Jessica Thévenot réalise un master 2 professionnel avec le parcours « Expertise faune, flore et gestion du patrimoine naturel » afin de travailler sur le terrain pour réaliser des inventaires naturalistes.
Après trois ans passés dans plusieurs structures, dont l'Institut polaire français Paul-Émile Victor où elle s'intéresse pour la première fois aux espèces introduites, elle quitte le terrain en 2009 pour le Muséum national d'histoire naturelle (MNHN) à Paris.
« Je suis chef de projet sur les espèces animales invasives au Service du patrimoine naturel (SPN(1)) du MNHN, dans le cadre de la stratégie nationale du ministère de l'Écologie relative aux espèces exotiques envahissantes impactant la biodiversité. »
Une vigilance obligatoire
Au niveau international, les pays doivent limiter les introductions d'espèces problématiques pour la biodiversité, la santé humaine ou l'économie.

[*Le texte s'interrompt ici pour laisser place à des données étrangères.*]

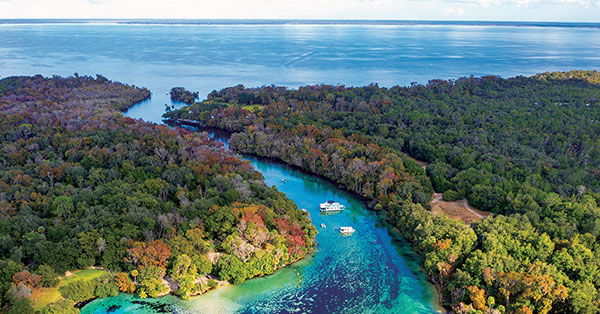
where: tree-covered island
[165,71,600,314]
[0,76,316,314]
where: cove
[81,125,444,314]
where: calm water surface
[0,24,600,122]
[0,24,600,314]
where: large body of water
[0,21,600,314]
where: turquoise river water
[0,20,600,314]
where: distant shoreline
[0,19,600,29]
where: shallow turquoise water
[0,20,600,314]
[82,152,437,314]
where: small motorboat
[319,201,344,212]
[340,227,356,235]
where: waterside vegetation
[0,76,316,314]
[165,71,600,313]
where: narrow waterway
[82,125,442,314]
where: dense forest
[169,87,199,104]
[0,76,316,313]
[165,71,600,313]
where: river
[0,21,600,314]
[82,125,442,314]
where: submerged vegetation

« Sur mille espèces végétales introduites, une dizaine se naturalisent et une devient invasive, explique notre spécialiste. Pour les espèces animales, ce pourcentage est plus important. »
Une stratégie européenne découle de cette obligation internationale, avec un nouveau règlement entré en vigueur au 1er janvier 2015. Elle est déclinée au niveau national (la stratégie française est en cours de rédaction). Dans ce cadre, le SPN a été désigné par le ministère de l'Écologie comme coordinateur technique et scientifique de certaines actions concernant les espèces animales invasives problématiques pour la biodiversité.
« Celles impactant l'agriculture sont du ressort du ministère de l'Agriculture. » C'est le cas du brun du pélargonium, papillon dont la chenille se nourrit de géraniums ornementaux.
« À terme, s'il impacte les géraniums sauvages, il pourrait être du ressort du SPN ! »
Identifier l'arrivée de nouvelles espèces
À son arrivée au SPN, Jessica Thévenot a mis en place un réseau d'une soixantaine d'experts (chercheurs, ONG, établissements publics de l'État, bureau d'études...) pour identifier l'arrivée d'espèces invasives continentales.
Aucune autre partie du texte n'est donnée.